While testing our code on a Solaris 10 box with Tesla C870 GPU we found that our kernel executes asynchronously even though we have not specified it to do so.
What we knew is that unless sepcified the kernel and the host code run in a synchonous manner.

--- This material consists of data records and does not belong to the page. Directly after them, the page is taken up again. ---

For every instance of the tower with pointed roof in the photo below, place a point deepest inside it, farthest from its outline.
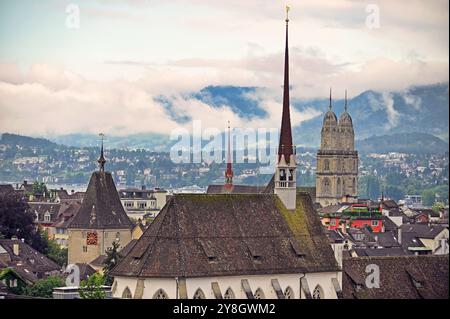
(101, 219)
(337, 160)
(229, 170)
(286, 166)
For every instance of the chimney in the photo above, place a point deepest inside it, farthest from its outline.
(16, 249)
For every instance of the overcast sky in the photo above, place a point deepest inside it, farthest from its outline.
(104, 74)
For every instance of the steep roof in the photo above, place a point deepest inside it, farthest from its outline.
(28, 259)
(235, 189)
(101, 207)
(219, 235)
(401, 277)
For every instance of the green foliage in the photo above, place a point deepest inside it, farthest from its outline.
(40, 189)
(111, 260)
(92, 287)
(44, 288)
(16, 221)
(55, 252)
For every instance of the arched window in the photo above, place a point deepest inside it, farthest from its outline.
(289, 293)
(326, 165)
(318, 293)
(199, 294)
(229, 294)
(160, 294)
(326, 186)
(127, 294)
(282, 175)
(259, 294)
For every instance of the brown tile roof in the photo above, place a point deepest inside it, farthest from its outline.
(230, 234)
(101, 207)
(29, 260)
(41, 208)
(235, 189)
(401, 277)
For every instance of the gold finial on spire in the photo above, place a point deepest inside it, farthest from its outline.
(101, 159)
(287, 13)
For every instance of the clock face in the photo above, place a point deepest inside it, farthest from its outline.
(92, 238)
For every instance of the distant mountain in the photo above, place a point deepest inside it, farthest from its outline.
(422, 109)
(418, 143)
(25, 141)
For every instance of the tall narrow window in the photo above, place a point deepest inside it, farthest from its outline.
(289, 293)
(199, 294)
(229, 294)
(259, 294)
(160, 294)
(318, 293)
(127, 294)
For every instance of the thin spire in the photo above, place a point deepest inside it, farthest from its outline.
(286, 146)
(330, 106)
(346, 100)
(101, 159)
(229, 170)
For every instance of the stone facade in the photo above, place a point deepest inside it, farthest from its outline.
(81, 250)
(337, 160)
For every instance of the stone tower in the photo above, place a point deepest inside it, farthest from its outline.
(337, 160)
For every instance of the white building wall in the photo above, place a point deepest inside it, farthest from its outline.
(152, 285)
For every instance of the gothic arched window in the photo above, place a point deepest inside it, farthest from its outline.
(326, 165)
(160, 294)
(199, 294)
(259, 294)
(229, 294)
(318, 293)
(282, 175)
(127, 294)
(289, 293)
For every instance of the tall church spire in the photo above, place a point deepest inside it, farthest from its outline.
(330, 106)
(286, 147)
(285, 168)
(229, 170)
(345, 101)
(101, 160)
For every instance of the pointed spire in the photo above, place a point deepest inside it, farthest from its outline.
(330, 106)
(101, 160)
(286, 146)
(345, 101)
(229, 170)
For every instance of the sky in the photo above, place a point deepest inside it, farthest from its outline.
(92, 66)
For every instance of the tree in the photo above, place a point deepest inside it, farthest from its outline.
(92, 288)
(16, 220)
(111, 260)
(44, 287)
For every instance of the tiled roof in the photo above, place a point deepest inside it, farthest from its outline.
(401, 277)
(101, 207)
(230, 234)
(29, 260)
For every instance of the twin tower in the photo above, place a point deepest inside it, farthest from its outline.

The code snippet is as follows:
//Computing Covariance on GPU
dim3 cv_grid(SYMBOL_COUNT,SYMBOL_COUNT,1);
dim3 cv_block(1,1,1);
CUT_SAFE_CALL(cutResetTimer(timer));
CUT_SAFE_CALL(cutStartTimer(timer));
cv_kernel<<<cv_grid, cv_block>>>(sym_data, avg_data, cv_data);
// check if kernel execution generated an error
CUT_CHECK_ERROR("Kernel Execution Failed!");
//copy covariance result from device to host
CUT_SAFE_CALL( cutStopTimer( timer));
printf("Time taken by GPU to compute covariance is: %f (ms)\n", cutGetTimerValue( timer));
CUT_SAFE_CALL(cutResetTimer(timer));
CUT_SAFE_CALL(cutStartTimer(timer));
CUDA_SAFE_CALL( cudaMemcpy(h_cv_data,cv_data, cv_mem_size,
cudaMemcpyDeviceToHost));
CUT_SAFE_CALL( cutStopTimer( timer));
printf("Result transfer time is: %f (ms)\n", cutGetTimerValue( timer));
CUT_SAFE_CALL( cutDeleteTimer( timer));
// cleanup memory
CUDA_SAFE_CALL(cudaFreeHost(h_sym_data));
free(h_avg_data);
CUDA_SAFE_CALL(cudaFreeHost(h_cv_data));
CUDA_SAFE_CALL(cudaFree(sym_data));
CUDA_SAFE_CALL(cudaFree(avg_data));
CUDA_SAFE_CALL(cudaFree(cv_data));
In this code after careful analysis we realised that the first timer gives us the time taken by the system to fork the kernel process, while the host transfer time actually includes the kernel processing time. This is how we got to the conclusion. On commenting out the cudaMemcpy line and its timers, the first timer for the kernel was showing us 0.008 ms but inspite of that the entire program took > 4mins, while actually it shud have taken not more than a second. On the other hand, after commenting out the kernel call
the program ran in no time. We observed that the main waits for the kernel to complete execution and only then it exits even though the host code is completely executed.
I do know that Cuda support on Solaris is work in progress. But on other platforms
is this expected behaviour? Or should the host and device code be running synchronously. In that case I think this could be a bug in Cuda import on Solaris.
Appreciate your insight.
Thanks,
Shweta